Graphics courtesy Piranha HD Visual Effects System.

 
     


 
RISING SUN PICTURES SHAKE'S UP VFX PRODUCTION PROCESS ON "RED PLANET"

Rising Sun Pictures, is a visual effects production house based in Adelaide, South Australia specialising in feature film digital effects creation, 3D animation and providing unique software solutions for visual effects production. The Company has amongst its film credits "The Old Man Who Read Love Stories", "Cut", "Risk" and "The Real Macaw", to name but a few. One of the first effects facilities in Australia to use Nothing Real's Shake compositing software, Rising Sun recently used Shake to finish a package of visual effects for the feature "Red Planet" [A Warner Bros Pictures/village Roadshow Pictures Production] With exteriors filmed at Coober Pedy in South Australia's far north."Red Planet" stars Val Kilmer and Tom Sizemore and was release in Australia on December 7.

According to Didier Elzinga, senior compositor at Rising Sun Pictures, the work included creating a number of 3D animated helmet retraction sequences and a series of visor replacement shots, required where it was not technically possible to achieve the desired look and reflections in-camera. The sequences included a number of green screen shots and a fight sequence, which required tracking a 3D helmet and/or visor to a rapidly moving actor, with camera motion to deal with as well.

Shake was used to solve problems throughout the production pipeline and allowed for a tighter integration between 3D and 2D processes. A number of team members were using Shake for the first time on this project. 3D animators, Ben Paschke and Jason Madigan, rotoscoped their own background plates and produced test comps to aid in finessing the animation, lighting and tracking of the 3D helmet. Ben Paschke commented that...

"Shake's documentation was not only of outstanding quality, but entertaining as well."

With the fight sequence, integration of the 3D elements was particularly challenging because of the high level of movement of actors and camera, producing plenty of motion blurs. Shakes motion blurred roto-splines were a huge asset here, allowing matching of the camera movement every step of the way. Shake was very useful throughout the production pipeline, with Didier Elzinga describing it as "the Swiss Army knife of production tools". "Shake was used across a network of windows NT and Unix workstations, as a flipbook for previews, for file conversions and to create test output as QuickTimeT movies.

Rising Sun Pictures had another challenge in working remotely. One of 12 effects companies working on "Red Planet", Rising Sun was the only one located outside of the LA area, requiring all approvals and test previews to be provided via the internet to Visual Effects Supervisor, Jeff Okun, in LA. "Using Rising Sun Pictures' proprietary colour management software, cineSpaceT within Shake, we could send pre-corrected image files to Jeff via the net, to ensure that the shots looked the same on Jeff's Macintosh monitor in LA," commented Elzinga.
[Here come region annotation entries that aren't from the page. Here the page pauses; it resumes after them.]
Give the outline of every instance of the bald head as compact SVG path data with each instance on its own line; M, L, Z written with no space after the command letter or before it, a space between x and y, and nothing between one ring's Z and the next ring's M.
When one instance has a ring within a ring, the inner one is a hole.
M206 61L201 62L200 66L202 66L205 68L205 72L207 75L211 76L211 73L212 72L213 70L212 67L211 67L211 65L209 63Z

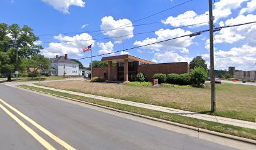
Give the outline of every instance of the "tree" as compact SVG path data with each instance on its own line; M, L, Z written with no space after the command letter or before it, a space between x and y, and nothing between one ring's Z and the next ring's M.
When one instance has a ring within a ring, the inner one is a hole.
M190 72L192 84L200 87L201 84L205 83L205 81L206 81L208 74L208 71L201 67L196 67L192 69Z
M0 24L0 72L7 75L8 81L23 59L29 58L43 49L34 43L38 39L32 29L26 25L21 28L16 24Z
M190 69L194 69L196 67L201 67L205 69L207 69L207 64L201 56L198 56L194 58L193 60L190 62L189 63Z
M28 67L33 68L33 71L32 72L32 79L34 78L35 72L40 70L40 78L41 78L41 71L45 71L50 69L51 61L50 59L45 58L43 55L35 55L29 59L28 61Z

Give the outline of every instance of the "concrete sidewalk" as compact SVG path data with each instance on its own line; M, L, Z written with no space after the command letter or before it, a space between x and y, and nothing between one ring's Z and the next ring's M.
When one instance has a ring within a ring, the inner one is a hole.
M146 109L152 109L152 110L166 112L168 113L176 114L181 115L183 116L187 116L187 117L196 118L196 119L202 119L202 120L210 121L220 122L222 124L227 124L233 125L236 126L240 126L240 127L243 127L243 128L256 129L256 122L250 122L250 121L242 121L242 120L238 120L238 119L231 119L231 118L219 117L219 116L211 116L211 115L208 115L208 114L200 114L198 112L186 111L183 111L183 110L180 110L180 109L174 109L174 108L162 107L162 106L156 106L156 105L151 105L151 104L144 104L144 103L106 98L106 97L103 97L103 96L87 94L85 93L73 92L73 91L70 91L67 90L58 89L55 89L55 88L37 86L35 84L29 84L29 86L36 87L36 88L40 88L42 89L50 89L52 91L68 93L68 94L74 94L74 95L84 96L84 97L93 98L93 99L97 99L99 100L114 102L117 102L117 103L120 103L122 104L126 104L126 105L129 105L129 106L136 106L136 107L146 108Z

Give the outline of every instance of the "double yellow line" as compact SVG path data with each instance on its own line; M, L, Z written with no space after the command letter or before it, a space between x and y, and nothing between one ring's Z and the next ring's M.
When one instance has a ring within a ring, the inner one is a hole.
M10 109L13 110L14 112L18 114L20 116L24 118L25 120L28 121L29 122L32 124L34 126L36 127L38 129L41 131L44 132L45 134L48 136L50 138L53 139L56 142L65 148L67 149L70 150L75 150L75 149L72 147L71 146L68 145L67 142L58 138L57 136L55 136L53 134L51 133L49 131L46 129L45 128L43 128L38 123L35 122L31 119L27 117L26 115L23 114L21 112L17 110L16 108L13 108L11 105L8 104L7 102L3 101L0 99L0 102L4 104L6 106L9 108ZM8 109L7 109L3 105L0 103L0 108L8 114L11 118L13 118L15 121L17 122L24 129L25 129L28 132L29 132L35 139L36 139L41 144L42 144L45 148L49 150L55 150L56 149L53 146L51 146L49 142L43 139L40 136L39 136L36 132L35 132L31 128L28 127L22 121L21 121L19 118L18 118L14 114L11 112Z

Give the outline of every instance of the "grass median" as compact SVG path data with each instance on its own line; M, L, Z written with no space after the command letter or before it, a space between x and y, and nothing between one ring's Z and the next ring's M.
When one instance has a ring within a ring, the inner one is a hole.
M80 96L77 96L61 92L57 92L49 89L45 89L32 87L26 85L19 86L21 88L28 88L31 89L50 93L55 95L61 96L66 98L78 99L87 102L96 104L119 110L134 112L141 115L145 115L155 118L169 121L177 123L191 126L196 128L205 129L218 132L228 134L247 139L256 140L256 130L242 127L237 127L232 125L220 124L218 122L201 120L195 118L191 118L186 116L182 116L177 114L154 111L145 108L141 108L119 103L109 102L102 100L98 100Z
M216 84L217 111L211 113L209 88L128 86L85 81L51 82L38 85L256 122L256 86L253 86Z

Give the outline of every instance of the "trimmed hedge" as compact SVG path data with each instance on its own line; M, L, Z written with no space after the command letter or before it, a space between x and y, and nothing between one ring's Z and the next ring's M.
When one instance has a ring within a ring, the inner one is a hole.
M184 73L179 75L179 82L180 85L191 85L191 78L189 74Z
M106 79L103 78L93 77L90 81L91 82L105 82Z
M145 76L141 72L138 73L137 74L137 76L136 76L136 81L138 81L138 82L144 82L144 81L145 81Z
M195 68L190 71L191 76L191 82L193 86L200 87L201 83L205 83L208 77L208 72L203 68Z
M167 76L166 82L172 84L190 85L191 77L187 73L180 75L178 74L169 74Z
M179 84L179 75L178 74L169 74L167 75L166 82L173 84Z
M158 83L161 84L166 81L166 74L155 74L153 76L153 79L158 79Z

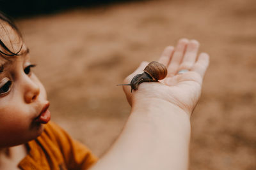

The cineSpaceT system allows you to adjust your monitor's display,
taking into account all of the processes in your specific film output path (including the printer lights, film recorder and film stock), to accurately simulate the look of the finished shot when projected.

Rising Sun has been working with Nothing Real to port cineSpaceT to Shake as a plug-in, providing colour calibration and correction from within the compositing environment. [For more information, please check out http://research.rsp.com.au].

Final compositing of the fight sequence, comprising about 14 shots from two camera angles, was streamlined via the advantages of Shake's interface design. Elzinga elaborated to say, "Shake's procedural nature allowed us to set up a complex chain of effects and adjustments on one shots and readily apply the same effects across all shots from that camera angle in the sequence. This was a huge bonus in coordinating the production workflow, as it was possible to create a repeatable sequence of parameters, chained together through expressions which could be tweaked and refined for individual shots, or across all of the shots."

"Shake was such a useful addition to our software resources, making itself indispensable throughout the effects production process with its versatility in meeting a range of tasks." Elzinga reiterated, "I think
my previous 'Swiss-Army knife comment' says it all."